When I filter a dataset based on a lag() function, I lose the first row in each group (because those rows have no lag value). How can I avoid this so that I keep the first rows despite their not having any lag value?
ds <-
structure(list(mpg = c(21, 21, 21.4, 18.7, 14.3, 16.4), cyl = c(6,
6, 6, 8, 8, 8), hp = c(110, 110, 110, 175, 245, 180)), class = c("tbl_df",
"tbl", "data.frame"), row.names = c(NA, -6L), .Names = c("mpg",
"cyl", "hp"))
# example of filter based on lag that drops first rows
ds %>%
group_by(cyl) %>%
arrange(-mpg) %>%
filter(hp <= lag(hp))
Having filter(hp <= lag(hp))
excludes rows where lag(hp)
is NA
. You can instead filter for either that inequality or for lag(hp)

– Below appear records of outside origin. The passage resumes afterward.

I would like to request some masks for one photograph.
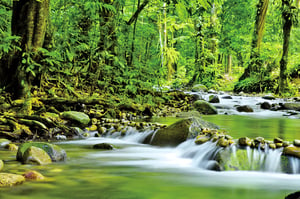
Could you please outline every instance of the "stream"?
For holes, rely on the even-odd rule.
[[[203,118],[226,129],[234,138],[300,139],[297,116],[286,117],[284,111],[261,110],[257,105],[261,101],[261,98],[239,96],[221,99],[220,114]],[[255,111],[239,113],[233,108],[236,104],[250,105]],[[168,119],[158,118],[157,121],[167,123]],[[46,167],[19,165],[24,170],[40,171],[47,180],[3,188],[0,199],[283,199],[300,189],[299,160],[293,162],[294,174],[280,172],[280,150],[264,154],[247,152],[251,159],[249,164],[266,156],[261,170],[217,172],[207,169],[211,164],[209,157],[220,150],[215,143],[195,145],[193,140],[187,140],[174,148],[141,144],[150,133],[153,132],[130,128],[123,137],[115,133],[107,137],[57,142],[66,150],[68,160]],[[116,149],[92,149],[98,143],[110,143]],[[229,150],[234,152],[235,148]]]

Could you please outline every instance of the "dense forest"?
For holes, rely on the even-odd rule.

, as is the case for those top rows of each group.
I included prev = lag(hp)
to make a standalone variable for the lags, just for clarity & debugging.
library(tidyverse)
ds %>%
group_by(cyl) %>%
arrange(-mpg) %>%
mutate(prev = lag(hp)) %>%
filter(hp <= prev | is.na(prev))
This yields:
# A tibble: 4 x 4
# Groups: cyl [2]
mpg cyl hp prev
<dbl> <dbl> <dbl> <dbl>
1 21.4 6. 110. NA
2 21.0 6. 110. 110.
3 21.0 6. 110. 110.
4 18.7 8. 175. NA